Um Darmprobleme und Rückenleiden zu minimieren, empfiehlt die TK öfter mal eine Pause, frisches Obst, Rücken- und Analmuskeltraining sowie einfach mal früher ins Bett gehen und sich weniger Sorgen machen. Unternehmern rät sie, ihre Angestellten effizienzbewusst einzusetzen: Bei guter Behandlung könne eine Krankenschwester bis zu 37 Dienstjahre halten ohne wirtschaftlich nachteilhafte Bandscheibenvorfällen zu erleiden. Andererseits gäbe es in Pflegeberufen auch genug frisches Material, so dass hier eine „Klotzen-statt-Kleckern“-Business-Strategie ebenso zielführend sein könne. Letztlich habe sich der Angestellte in seiner Freizeit selbst um Ausgleichssport, Schonkost, erfüllenden Sex, Vermeidung von Aufregung (z.B. durch schwererziehbare Kinder oder Schulden) und ein gesundheitsförderndes Innenleben zu kümmern. Genau daran hapert es aber bei fast einem Viertel der Datensätze: Hauptausfallgrund ist nämlich weder ein lädierter Rücken, noch ein widerspenstiger Darm. Vielmehr ergeben sich die meisten Fehlzeiten durch psychische Leiden wie Burnout, Dienstags-Depression, Morbus Bocklos, Serviles-Sinnlosigkeits-Syndrom, Bummelantentum, Untertanen-Fäule, Arbeitnehmer-Alkoholismus oder die Leck-mich-am-Arsch-Krankheit seien seit Jahren auf dem Vormarsch. Als Hauptursache vermutet die TK eine Entfremdung der Arbeiter vom Produkten und die Konzentration der Produktionsmittel in den Händen einiger weniger Ausbeuter. Oft läge das Problem aber auch in einer unzureichenden Kommunikation zwischen „oben“ und „unten“, zitiert der Bericht Prof. Dr. Krupp-Koch von der Bonner Josef-Goebbels-Stiftungsprofessur für Rüstungsrhetorik und Kommunikationsdesign.

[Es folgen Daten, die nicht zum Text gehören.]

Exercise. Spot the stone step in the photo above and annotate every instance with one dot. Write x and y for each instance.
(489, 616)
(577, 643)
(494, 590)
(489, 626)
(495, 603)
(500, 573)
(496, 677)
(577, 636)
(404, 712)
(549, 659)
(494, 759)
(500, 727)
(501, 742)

Am Ende des Berichts benennt die TK zwei weitere Faktoren, die der Wirtschaft immensen Schaden zufügten: Kindesmisshandlung und Dummheit. Traumatisierte Kinder gäben in zwei Drittel der Fälle später schlechtere Arbeitnehmer ab, da sie verstärkt zu Panikattacken, Bettnässen, Depressionen, psychischer Instabilität, Sucht, Obdachlosigkeit und Arbeitsausfall durch Selbstmord neigten. Allerdings zähle ein Drittel dieser Gruppe auch zu den Leistungsträgern, die in Vorstandsetagen oder als Rockstar oder Prostituierte ihre schillernden Erfahrungen gegen Geld an andere weiter gäben. Daher empfiehlt die TK, dieses Thema weiterhin totzuschweigen und die zehn bis zwanzig Millionen Betroffenen sich selbst zu überlassen. Das gleiche gilt laut dem Report für den Faktor „Dummheit“. Einen öffentlichen Diskurs darüber anzustrengen, ergäbe wenig Sinn. Die Klugen wüssten eh, was gemeint sei, und die Dummen verstünden nicht, worum es ginge.